Online senior membership scheme promising tailored discounts found to be scam

Two men named Murray came across a deal from Senior Advantage on the internet.

There’s a proverb in Māori that bears repeating.  Mai i te kōpae ki te urupa, tātou ako tonu ai - from cradle to grave, we are forever learning.

Older can mean wiser but it can also mean you’re a bigger target for the dubious offers of online promises.

For the past few months, one called Senior Advantage has been doing the rounds and caught a few silver surfers in its part of the web. There are others, so watch for name changes with similar tactics.

The pitch is crisp, inviting and professional -  join a club featuring tailored discounts from every business you patronise.

The marketing is the usual aggresive online pitch recurring in your inbox and on other social media, replete with countdown timers, flashing banners, and urgent pleas.

Aucklander Murray Shaw learned how little was behind it, when he found neither his supermarket nor his audiologist knew of the supposed discounts.

Shaw had an epiphany about Senior Advantage.

“They collect all the good things, put them into a formula; they’ve done nothing in the way of contacting people. They just say to the gullible, ‘you pay this amount.’ You get that if you walk in the store anyway.”

So, a business that appears to hoover up any publicly available information about discounts to seniors and repackages that in a portal with a password, providing the illusion of exclusivity with nothing but the price tag to match?

When Fair Go challenged Senior Advantage it admitted as much in an email.

"We do not, and never did, claim that any of our suggested deals and discounts are exclusive.”

Yet it also had told Fair Go something completely different just 24 hours earlier, in another email.

"While some deals are exclusive to our customers, some are not."

Confused? Maybe best to not waste any more time on this business.

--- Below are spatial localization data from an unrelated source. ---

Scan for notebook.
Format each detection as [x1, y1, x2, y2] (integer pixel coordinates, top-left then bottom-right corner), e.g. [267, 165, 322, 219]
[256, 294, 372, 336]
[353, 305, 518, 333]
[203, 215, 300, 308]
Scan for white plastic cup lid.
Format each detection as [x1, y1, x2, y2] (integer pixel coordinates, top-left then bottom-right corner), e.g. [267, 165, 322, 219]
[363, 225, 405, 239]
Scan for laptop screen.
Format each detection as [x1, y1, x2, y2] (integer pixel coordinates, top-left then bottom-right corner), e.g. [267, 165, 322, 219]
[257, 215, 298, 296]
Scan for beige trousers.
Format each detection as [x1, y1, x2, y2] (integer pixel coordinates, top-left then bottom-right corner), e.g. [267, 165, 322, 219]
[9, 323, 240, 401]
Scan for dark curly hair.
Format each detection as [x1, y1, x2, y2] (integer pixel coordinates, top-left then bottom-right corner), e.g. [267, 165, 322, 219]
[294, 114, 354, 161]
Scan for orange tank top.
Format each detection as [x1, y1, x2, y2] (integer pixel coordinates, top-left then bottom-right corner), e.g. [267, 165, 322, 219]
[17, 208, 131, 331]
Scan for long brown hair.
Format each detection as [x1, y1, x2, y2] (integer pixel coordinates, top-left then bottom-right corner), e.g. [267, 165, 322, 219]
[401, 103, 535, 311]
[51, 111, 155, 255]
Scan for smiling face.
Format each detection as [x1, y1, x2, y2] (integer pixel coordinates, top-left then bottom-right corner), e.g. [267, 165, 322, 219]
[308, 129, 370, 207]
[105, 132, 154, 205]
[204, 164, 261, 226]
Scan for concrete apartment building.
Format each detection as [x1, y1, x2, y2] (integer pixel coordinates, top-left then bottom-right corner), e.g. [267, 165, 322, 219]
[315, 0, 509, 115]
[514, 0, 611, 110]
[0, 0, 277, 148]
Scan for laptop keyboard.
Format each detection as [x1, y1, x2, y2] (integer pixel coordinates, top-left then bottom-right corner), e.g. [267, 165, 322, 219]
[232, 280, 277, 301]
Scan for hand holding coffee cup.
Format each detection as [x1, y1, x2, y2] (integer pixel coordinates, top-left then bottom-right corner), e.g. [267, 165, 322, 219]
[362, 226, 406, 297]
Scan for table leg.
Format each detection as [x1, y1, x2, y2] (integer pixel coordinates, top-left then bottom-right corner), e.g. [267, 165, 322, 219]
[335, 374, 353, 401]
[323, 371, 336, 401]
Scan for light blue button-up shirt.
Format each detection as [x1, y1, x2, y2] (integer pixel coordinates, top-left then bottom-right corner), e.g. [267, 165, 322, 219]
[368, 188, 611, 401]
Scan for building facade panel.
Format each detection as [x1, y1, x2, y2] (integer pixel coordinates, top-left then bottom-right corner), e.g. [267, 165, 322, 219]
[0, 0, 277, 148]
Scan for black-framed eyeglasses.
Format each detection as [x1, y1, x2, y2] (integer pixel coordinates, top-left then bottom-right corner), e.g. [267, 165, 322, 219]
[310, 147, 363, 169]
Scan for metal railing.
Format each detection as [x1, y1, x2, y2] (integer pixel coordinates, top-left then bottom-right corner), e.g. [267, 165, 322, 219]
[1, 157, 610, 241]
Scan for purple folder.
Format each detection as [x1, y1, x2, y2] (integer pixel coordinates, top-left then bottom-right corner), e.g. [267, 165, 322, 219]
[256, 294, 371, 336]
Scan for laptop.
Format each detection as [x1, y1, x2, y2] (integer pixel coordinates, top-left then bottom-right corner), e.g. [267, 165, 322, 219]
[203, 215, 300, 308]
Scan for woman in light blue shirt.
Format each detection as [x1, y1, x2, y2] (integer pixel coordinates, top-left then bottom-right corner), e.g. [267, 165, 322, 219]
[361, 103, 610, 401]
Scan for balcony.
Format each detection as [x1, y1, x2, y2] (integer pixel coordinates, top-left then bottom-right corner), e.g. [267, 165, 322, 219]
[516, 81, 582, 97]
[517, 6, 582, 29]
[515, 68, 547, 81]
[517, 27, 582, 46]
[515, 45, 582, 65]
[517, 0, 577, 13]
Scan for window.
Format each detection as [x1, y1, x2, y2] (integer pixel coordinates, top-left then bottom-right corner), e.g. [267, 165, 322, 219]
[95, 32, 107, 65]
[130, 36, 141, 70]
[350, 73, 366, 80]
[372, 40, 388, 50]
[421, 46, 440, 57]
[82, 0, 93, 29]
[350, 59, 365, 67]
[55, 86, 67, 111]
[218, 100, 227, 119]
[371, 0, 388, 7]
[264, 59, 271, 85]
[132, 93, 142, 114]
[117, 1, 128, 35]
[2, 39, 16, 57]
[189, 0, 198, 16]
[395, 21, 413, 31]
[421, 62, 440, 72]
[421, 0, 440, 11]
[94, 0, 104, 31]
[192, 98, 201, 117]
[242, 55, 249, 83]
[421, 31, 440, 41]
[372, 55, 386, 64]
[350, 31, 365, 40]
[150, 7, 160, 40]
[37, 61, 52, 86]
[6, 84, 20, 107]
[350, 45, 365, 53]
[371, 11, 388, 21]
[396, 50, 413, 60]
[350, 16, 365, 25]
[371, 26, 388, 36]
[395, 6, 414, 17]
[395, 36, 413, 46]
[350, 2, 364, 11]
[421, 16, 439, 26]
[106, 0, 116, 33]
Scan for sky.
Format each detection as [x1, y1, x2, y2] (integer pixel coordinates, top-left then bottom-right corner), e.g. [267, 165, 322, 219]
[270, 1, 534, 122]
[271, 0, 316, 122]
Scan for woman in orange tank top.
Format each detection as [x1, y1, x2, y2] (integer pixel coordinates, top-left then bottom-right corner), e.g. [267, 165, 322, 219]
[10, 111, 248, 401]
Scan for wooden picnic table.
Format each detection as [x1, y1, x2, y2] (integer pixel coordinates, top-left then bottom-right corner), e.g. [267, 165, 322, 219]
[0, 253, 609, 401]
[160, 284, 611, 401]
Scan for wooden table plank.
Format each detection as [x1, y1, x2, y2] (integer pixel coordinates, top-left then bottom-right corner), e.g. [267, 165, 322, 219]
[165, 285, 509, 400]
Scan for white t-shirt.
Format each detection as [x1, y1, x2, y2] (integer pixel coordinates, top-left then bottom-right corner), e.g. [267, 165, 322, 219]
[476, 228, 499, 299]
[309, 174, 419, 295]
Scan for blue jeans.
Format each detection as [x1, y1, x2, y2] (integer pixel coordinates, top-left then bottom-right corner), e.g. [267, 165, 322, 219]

Shaw parted with $75, while Murray Cave from Mount Maunganui handed over nearly $400, though both have now received full refunds after Fair Go helped them press their cases.

If you want to learn from their experience, challenge the service immediately in writing and then straightaway contact your bank to dispute the transaction and start the wheels rolling for a refund.

And if it ever looks too good to be true, no matter how plausible, think twice, search a few reviews (not just the first one that comes up) and avoid the temptation.